There was nothing to do but enter the garden. At the mention of cherries Yvonne indeed had seemed more willing to halt on her way to the hotel, and the others, as Placide thrust upon them liberal handfuls of his great crimson cherries, did not regret the delay.

"You are from Boston," he said, after Amy had mentioned her home. "Ah, I worked in Boston, that is, in Lowell, which was the same, and then I came home when I had saved enough to buy a house. It is not so gay here as in Lowell, but it is happier, and I can make a pleasanter living. I never did like the mill, but the pay was good."

"What do you do now, Mr. Placide?" asked Amy.
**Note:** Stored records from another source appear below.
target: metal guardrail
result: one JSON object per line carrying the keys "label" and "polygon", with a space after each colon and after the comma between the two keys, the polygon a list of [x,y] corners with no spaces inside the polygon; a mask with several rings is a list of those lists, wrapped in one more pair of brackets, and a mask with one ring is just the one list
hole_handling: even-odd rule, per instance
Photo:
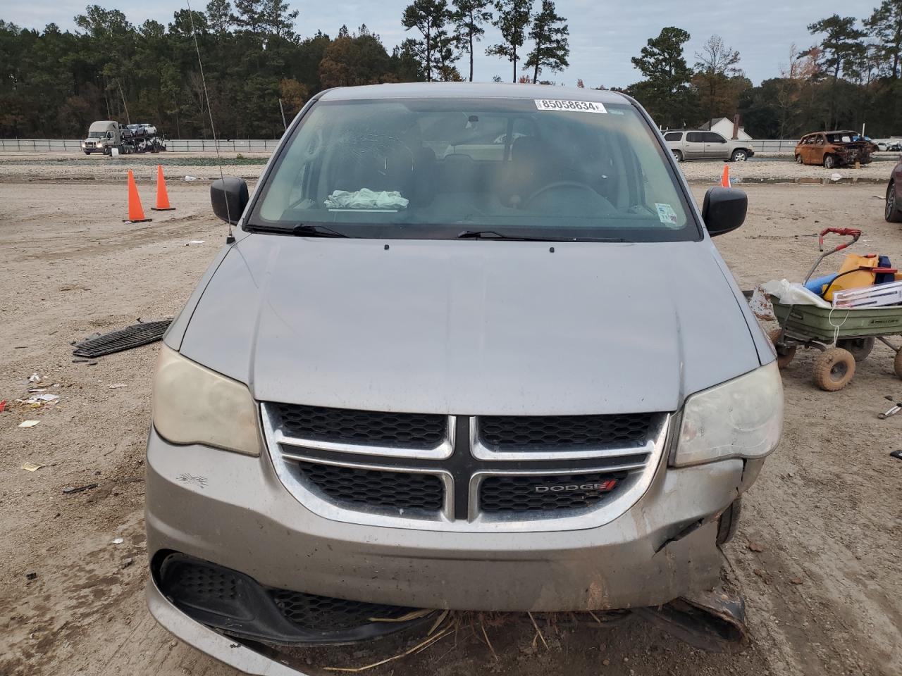
{"label": "metal guardrail", "polygon": [[[272,152],[278,139],[244,139],[204,141],[201,139],[166,139],[166,149],[172,152]],[[0,139],[0,152],[80,152],[81,139]]]}
{"label": "metal guardrail", "polygon": [[[763,139],[750,142],[755,152],[792,152],[798,142],[791,139]],[[205,141],[167,139],[166,148],[173,152],[272,152],[278,139]],[[0,139],[0,152],[79,152],[80,139]]]}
"Oh, I fish. The sea is good to us Acadians; it is better than the factory. One gets health here as well as fish, and fish enough to keep the house fed. So, with my potatoes and my cherries, I am rich." Then, with an afterthought,--"But I hope sometime that little Yvonne can go to Boston, where there is much music. She could study and be great singer, for the voice it needs teaching. I know that, because I have been in the States where people study so much."

The girls found it hard to leave Placide, for he was even more fluent than Alexandre, and his years in the States had given him a certain amount of information about things American, and he was evidently fond of displaying what he knew. But at last they managed to say good-bye, and continued their way down the road.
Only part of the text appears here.